Tego jeszcze nie było w żadnym z dotychczasowych sezonów "Kanapowców". Na ostatniej prostej przed finałem programu, odpadło nie jeden, a aż dwóch uczestników! W oktagonie nie zobaczymy Marka Morusa, znanego z kanapy „Gogglebox. Przed telewizorem” oraz Leszka, przedsiębiorcę i właściciela restauracji. Co było powodem tak niespodziewanego rozwoju wydarzeń?

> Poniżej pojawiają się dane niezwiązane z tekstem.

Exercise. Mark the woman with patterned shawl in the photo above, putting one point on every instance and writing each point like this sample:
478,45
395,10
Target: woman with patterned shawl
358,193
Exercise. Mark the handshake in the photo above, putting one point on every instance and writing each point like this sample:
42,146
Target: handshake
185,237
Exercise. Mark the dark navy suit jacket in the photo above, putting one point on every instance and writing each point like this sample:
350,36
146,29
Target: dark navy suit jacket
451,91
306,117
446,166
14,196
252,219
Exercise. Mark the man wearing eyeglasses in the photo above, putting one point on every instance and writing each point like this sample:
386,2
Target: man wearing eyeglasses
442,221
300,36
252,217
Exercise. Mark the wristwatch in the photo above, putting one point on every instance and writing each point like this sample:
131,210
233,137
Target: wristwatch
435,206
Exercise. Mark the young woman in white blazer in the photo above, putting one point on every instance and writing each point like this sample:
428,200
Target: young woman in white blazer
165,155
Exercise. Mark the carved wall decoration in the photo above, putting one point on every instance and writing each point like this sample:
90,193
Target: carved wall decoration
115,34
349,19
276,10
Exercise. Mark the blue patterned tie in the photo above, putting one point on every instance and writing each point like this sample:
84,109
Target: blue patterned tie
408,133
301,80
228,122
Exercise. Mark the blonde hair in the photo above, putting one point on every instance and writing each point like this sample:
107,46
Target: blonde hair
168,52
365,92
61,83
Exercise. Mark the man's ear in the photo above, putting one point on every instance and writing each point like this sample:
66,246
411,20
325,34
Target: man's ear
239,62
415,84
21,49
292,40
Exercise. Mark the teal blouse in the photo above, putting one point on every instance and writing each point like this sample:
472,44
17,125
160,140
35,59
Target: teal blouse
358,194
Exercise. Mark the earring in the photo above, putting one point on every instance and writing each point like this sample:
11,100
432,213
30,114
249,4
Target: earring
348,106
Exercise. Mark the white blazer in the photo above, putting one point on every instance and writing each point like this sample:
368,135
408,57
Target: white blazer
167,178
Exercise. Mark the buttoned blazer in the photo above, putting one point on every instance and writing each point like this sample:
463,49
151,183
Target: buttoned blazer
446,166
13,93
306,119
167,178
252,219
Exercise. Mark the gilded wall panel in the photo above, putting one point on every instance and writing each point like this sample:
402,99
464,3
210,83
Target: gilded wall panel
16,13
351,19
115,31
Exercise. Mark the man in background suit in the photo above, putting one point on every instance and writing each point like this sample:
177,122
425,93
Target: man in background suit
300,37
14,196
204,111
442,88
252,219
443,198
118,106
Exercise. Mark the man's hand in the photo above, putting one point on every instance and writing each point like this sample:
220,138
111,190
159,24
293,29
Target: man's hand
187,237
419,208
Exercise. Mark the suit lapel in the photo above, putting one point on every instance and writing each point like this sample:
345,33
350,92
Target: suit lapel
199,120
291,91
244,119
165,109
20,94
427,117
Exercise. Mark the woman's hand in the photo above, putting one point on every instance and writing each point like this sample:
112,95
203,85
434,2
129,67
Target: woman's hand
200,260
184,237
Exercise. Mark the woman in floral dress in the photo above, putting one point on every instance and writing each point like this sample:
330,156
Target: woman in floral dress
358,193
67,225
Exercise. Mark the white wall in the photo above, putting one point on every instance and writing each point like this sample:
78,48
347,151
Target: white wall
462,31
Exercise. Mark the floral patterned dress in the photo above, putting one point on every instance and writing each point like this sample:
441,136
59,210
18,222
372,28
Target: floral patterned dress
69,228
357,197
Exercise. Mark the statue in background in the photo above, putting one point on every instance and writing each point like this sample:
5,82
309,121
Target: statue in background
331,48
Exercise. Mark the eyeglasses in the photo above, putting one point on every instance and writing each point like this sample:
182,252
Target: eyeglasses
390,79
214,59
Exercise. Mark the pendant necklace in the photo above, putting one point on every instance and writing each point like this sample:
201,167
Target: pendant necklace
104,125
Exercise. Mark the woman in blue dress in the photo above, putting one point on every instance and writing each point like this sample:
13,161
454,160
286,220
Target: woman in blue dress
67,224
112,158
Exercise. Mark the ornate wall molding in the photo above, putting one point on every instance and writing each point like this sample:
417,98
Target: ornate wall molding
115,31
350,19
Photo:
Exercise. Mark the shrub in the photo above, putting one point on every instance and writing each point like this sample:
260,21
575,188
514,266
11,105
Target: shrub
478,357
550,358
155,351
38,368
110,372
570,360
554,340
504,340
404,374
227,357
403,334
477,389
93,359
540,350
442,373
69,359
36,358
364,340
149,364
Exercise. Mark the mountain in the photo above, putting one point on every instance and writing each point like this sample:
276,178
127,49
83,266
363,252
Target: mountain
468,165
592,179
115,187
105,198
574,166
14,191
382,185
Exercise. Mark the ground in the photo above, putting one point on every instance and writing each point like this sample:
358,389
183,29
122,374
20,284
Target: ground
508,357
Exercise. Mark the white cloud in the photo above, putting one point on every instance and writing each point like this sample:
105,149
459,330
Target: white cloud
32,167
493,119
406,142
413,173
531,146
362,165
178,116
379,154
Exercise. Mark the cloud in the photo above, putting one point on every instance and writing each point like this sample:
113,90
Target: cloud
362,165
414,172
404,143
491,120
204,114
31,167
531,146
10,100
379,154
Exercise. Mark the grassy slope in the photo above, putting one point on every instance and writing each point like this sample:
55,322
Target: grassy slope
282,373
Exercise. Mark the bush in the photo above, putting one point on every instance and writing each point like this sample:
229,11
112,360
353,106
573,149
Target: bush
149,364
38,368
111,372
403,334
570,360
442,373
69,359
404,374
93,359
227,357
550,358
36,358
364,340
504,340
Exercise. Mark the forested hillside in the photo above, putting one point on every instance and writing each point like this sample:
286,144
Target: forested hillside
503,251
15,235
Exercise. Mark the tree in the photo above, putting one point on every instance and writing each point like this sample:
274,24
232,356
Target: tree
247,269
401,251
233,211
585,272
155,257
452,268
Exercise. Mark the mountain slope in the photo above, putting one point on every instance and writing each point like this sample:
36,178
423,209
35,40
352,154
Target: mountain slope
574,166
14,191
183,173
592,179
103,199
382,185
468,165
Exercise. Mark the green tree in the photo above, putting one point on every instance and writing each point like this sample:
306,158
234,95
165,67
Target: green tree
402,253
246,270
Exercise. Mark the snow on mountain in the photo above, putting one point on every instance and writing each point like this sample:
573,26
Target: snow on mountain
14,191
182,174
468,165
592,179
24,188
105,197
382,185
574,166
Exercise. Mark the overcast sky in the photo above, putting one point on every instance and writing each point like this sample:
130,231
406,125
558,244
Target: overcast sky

Mimo, że zarówno ani Marek, ani Leszek nie zawalczą w formule MMA, i tak mogą pochwalić się sporymi osiągnięciami. Marek schudł 20 kilogramów, a Leszek nieco więcej, bo 24 kilogramy. Ten drugi jakiś czas temu doznał kontuzji barku, podczas wizyty u lekarza dowiedział się, że tego typu uszkodzenia należy operować. Na jakiś czas kanapowiec będzie musiał pożegnać się z treningami. Z kolei Marek, decyzję o odejściu z programu podjął sam. Jak przyznał, udział w programie za bardzo obciążał go psychicznie:
Podjąłem decyzję, że odchodzę z programu. Uważam, że sobie nie radzę. To jest może problem z pracą nad sobą samym. Poza tym nie zamierzam wylewać złych emocji ani na Ciebie, ani na Anielę, ani na chłopaków. – podsumował na koniec rozmowy.
W grze nadal pozostają: Kuba, Daniel, Marcin oraz Grzegorz. Finał programu już 10 maja w TTV i Player.pl!